The hospice industry has been under staff shortages for years, but providers have cited the pandemic as a growing problem that continues to fuel the issue. According to a survey by Hospice News earlier this year, more than 35% of hospice directors identified staff shortages as a top concern for their organizations, along with regaining access to patients in facilities. Staff turnover has increased in a number of disciplines during the pandemic, including nurses, licensed independent doctors, case managers and aides.
The vaccination effort was funded by an NMHA grant from the Health Resources and Services Administration (HRSA) that is part of the $ 125 million provided by the US Department of Health’s HHS American Rescue Plan of 2021 to raise awareness of vaccines through a community-based community Workforce and elimination of vaccination barriers in vulnerable and medically underserved communities.
The funding received from HRSA supported Flex for Checks, a community-based program that aims to increase vaccination confidence and rates among populations with diverse healthcare settings. The program is designed to encourage home care workers to provide education and information about vaccines to these populations. Flex for Checks provides incentives for workers who are self-vaccinated and for those who train others to vaccinate.
AccentCare, headquartered in Dallas, has also joined the effort. The post-acute care provider recently announced plans to administer 5,000 vaccinations as part of the Flex for Checks program to its more than 30,000 employees in 250 locations.

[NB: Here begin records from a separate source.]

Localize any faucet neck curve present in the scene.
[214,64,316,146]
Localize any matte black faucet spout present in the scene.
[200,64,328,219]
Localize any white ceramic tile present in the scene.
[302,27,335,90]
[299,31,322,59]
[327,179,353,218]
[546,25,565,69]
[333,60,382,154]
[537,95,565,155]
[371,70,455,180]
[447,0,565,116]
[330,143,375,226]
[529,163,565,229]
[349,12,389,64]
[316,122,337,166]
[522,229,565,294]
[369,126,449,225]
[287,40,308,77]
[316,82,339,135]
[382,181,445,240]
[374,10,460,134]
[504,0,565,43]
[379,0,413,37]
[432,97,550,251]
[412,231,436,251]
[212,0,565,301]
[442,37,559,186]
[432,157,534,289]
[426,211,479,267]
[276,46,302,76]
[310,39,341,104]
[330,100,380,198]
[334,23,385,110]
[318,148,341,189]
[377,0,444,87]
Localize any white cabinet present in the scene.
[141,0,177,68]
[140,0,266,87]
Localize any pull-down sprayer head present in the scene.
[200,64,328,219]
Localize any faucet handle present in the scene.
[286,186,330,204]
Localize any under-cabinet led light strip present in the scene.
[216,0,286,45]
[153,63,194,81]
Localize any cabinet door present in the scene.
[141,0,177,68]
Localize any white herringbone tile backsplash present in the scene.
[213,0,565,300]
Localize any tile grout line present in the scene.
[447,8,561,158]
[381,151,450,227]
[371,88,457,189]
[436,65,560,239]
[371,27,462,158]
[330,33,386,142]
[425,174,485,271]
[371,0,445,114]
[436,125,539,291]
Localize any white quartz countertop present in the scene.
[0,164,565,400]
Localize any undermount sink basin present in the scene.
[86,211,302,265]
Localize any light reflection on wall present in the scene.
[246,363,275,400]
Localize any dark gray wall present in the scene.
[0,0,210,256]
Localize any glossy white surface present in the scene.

“We know the industry has a problem with vaccinations,” says AccentCare CEO Stephan Rodgers. “Vaccination is the first line of defense against COVID-19 and we want to be part of the solution. For this reason we aggressively encourage our team members to get vaccinated. “
AccentCare is a portfolio company of the private equity firm Advent International, which acquired the provider from Oak Hill Capital Partners in 2019. Serving more than 200,000 patients and their families in 31 states nationwide, the company provides hospice, palliative care, and personal, non-management medical care. At the end of 2020, the company merged with Seasons Hospice & Palliative Care.
“We are very excited to partner with NAHC and AccentCare as we seek to vaccinate as many caregivers and people in underserved areas as possible,” said NMHA Executive Director Burgess Harrison. “Nothing like it has been done this way, where home care agencies, workers, consumers, pharmacies and software companies come together and move their arms in the fight of our lives against COVID-19.”